L’écart est dans la froideur des draps
la solitude de ta chaise.
L’écart est dans les fleurs qui se fanent
ta tombe qui m’appelle.
© Maribé
Viens
Si tu me disais : viens !
Je suivrais ta trace
L’appel de tes mots.
Je humerais l’odeur
Du verbe aimer
Je toucherais les lettres
Assemblées
Qui font frémir
Mon cœur arrimé.
Si tu me disais : viens !
J’écouterais l’écho
Dans mes veines
Le cri de mes doutes
Je goûterais à ta peau
Pour libérer mes peurs.
Si tu me disais : viens !
La nuit revêtirait le jour
Le jour s’enroberait d’étoiles
Le sel s’humecterait de miel
Et je deviendrais belle.
Ce soir, tu m’as dit : viens !
J’ai fermé les volets
Rangé ma tasse solitaire
Coiffé mes cheveux défaits
Je me suis glissée
Sereine
Dans ton sommeil.
© Maribé
« J’habite une blessure sacrée »
Un pays où il ne tombe jamais d’eau
Les mots lézards ne crèvent pas l’abcès de l’omerta
Par un heureux hasard
Je cache sous mon chapeau de cuir
Tous les délices de l’Eldorado
Oranges, olives, citrons, les ailes
Silencieuses de l’oiseau bleu
Et pourtant,
J’ai marché,
marché pieds nus sur des tessons de brume
Bâtons de pluie de l’enfance
J’ai bu,
bu, sans vergogne
Le vin santo de son regard
J’ai planté,
planté le clou de la colère
Comme un aimant de passage
J’ai nagé,
nagé du Sud au Nord
du Nord au Sud
bravant le mistral
des années-immobiles
Pour revenir là
Dans l’île où je suis né
légionnaire
sans toit
sans bagage
© Emma Picciau
Le vieux téléphone faisait trembler les murs de toute la maison
Jusqu’à ce que les feuilles de l’arbre tombent une à une.

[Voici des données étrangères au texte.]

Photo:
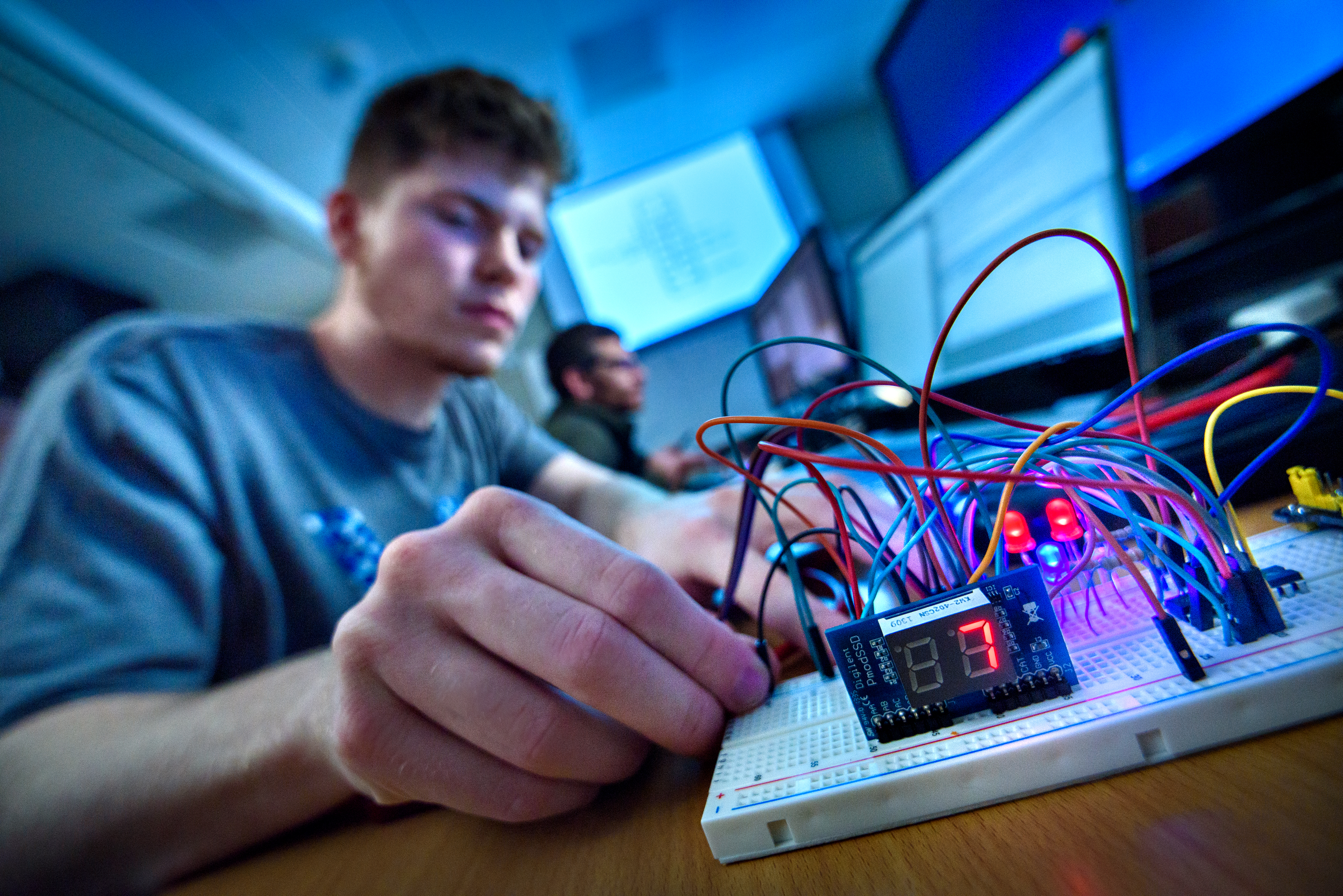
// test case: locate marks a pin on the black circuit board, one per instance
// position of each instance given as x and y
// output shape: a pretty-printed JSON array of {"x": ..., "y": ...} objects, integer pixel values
[{"x": 875, "y": 656}]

À la fin de l’automne, il était trop tard pour décrocher la ligne.
Pourtant, une étoile dansait au bout du fil.
© Emma Picciau
Je fouille mes ténèbres à la recherche d’un je ne sais quoi.
Je mets à l’épreuve des photos qui se sont tues.

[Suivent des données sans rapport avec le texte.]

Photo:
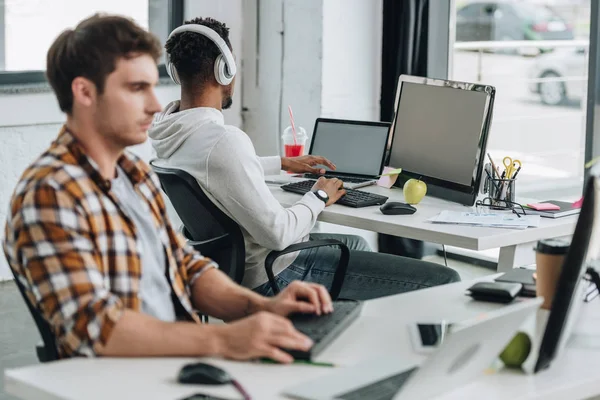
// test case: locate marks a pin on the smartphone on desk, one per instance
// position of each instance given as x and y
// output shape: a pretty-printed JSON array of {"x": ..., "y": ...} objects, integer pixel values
[
  {"x": 202, "y": 396},
  {"x": 427, "y": 336}
]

J’astique les bibelots de ma mémoire.
Je me berce de mélodies qui se sont jouées de moi.
Je m’essouffle en vain à rallumer des braises pourtant calcinées.
Je prends de nouveaux repères dans la salle des pas perdus.

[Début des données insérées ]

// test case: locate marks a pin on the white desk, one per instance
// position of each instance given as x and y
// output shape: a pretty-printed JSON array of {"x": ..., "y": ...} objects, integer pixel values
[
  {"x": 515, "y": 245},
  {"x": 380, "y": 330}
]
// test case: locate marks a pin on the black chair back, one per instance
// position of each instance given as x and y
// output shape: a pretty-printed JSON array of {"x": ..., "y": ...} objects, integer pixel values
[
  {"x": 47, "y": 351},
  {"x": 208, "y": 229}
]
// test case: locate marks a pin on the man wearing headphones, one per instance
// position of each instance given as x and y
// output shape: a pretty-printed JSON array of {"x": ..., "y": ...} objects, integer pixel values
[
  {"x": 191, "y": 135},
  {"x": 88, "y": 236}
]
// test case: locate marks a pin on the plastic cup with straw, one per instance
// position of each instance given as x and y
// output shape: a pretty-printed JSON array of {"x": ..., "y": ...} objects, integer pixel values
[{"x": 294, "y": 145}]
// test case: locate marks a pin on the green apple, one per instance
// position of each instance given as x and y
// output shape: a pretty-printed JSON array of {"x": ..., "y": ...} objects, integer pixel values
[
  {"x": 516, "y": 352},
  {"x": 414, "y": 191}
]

Lorsqu’enfin je m’abandonne, je me découvre là où je ne m’attendais plus.
© Michel Fostier
Pour dessiner une maison, il faut de l’imagination.
Il fut aussi beaucoup de persévérance et de conviction.
Sur un support solide, tu poseras tes premiers croquis.
Prends bien le temps des fondations : ta maison est comme toi, elle a besoin de racines.
Dans l’arc-en-ciel de tes bonheurs et de tes chagrins, tu puiseras les couleurs de la vie.
Tantôt ouverte à tous vents pour prendre la clé des champs, tantôt porte close sur une intimité préservée.
Des miroirs t’inviteront à la réflexion.
Tu apprivoiseras des présences invisibles devinées à tes côtés.
Et un soir en farfouillant dans le grenier tu retrouveras tes premiers brouillons raturés et tant retravaillés.
Te souviendras-tu alors que toujours aux alentours, il y aura eu des rivières et des jours écoulés, des arbres et des chansons ?
© Michel Fostier
Aux derniers confins de toi
Assise tout au bord
Les jambes ballant dans le vide
La question se pose
« Je saute ? »
© Élisabeth Ruwet
Les yeux ouverts et vides
La bouche sans papille
J’approche mon obscur
m’y plonge et l’arpente
Les moignons de mes mains
cloués dans le dos
© Élisabeth Ruwet
Les mots libres
C’est un moutonnement,
Comme une toison blanche, grande,
qui bouge, telle une houle.
C’est une mer, que masse l’air,
un corps léger, aux mille pieds.
Ça danse, ça fuit,
Se fend et se reprend.
Des mots appris, des mots partis,
Des mots collés qui se dérangent
Et qui sautillent,
Comme des mésanges.
C’est un moutonnement,
Des mots mouillés, gonflés de vent
Qui viennent glisser
Dedans ma page,
Plus silencieux que les nuages.
© Marie-Noëlle Springuel
À l’aube
Par un matin trop clair,
il a posé son sac,
là, juste là,
à ses pieds,
tout de vrac,
un lourd paquet de vie froissée.
Par un matin trop clair,
Il a laissé son froc,
Là, juste là,
à ses pieds,
Choir comme une loque,
Jambes de toile égratignées.
Par un matin trop clair,
Il a laissé traîner,
Là, juste là,
à ses pieds,
Frêles esquifs au ciel livrés,
Ses godillots tout cabossés.
Par un matin trop clair,
Il a cassé son cœur,
Là, juste là,
à ses pieds,
Sans peur et sans rancœur,
Perles lancées à la volée.
Par un matin très clair,
Il est parti, là- bas,
là, juste là,
devant ses pieds,
tout de lumière enrubanné,
dans l’herbe douce et bleue d’un pré.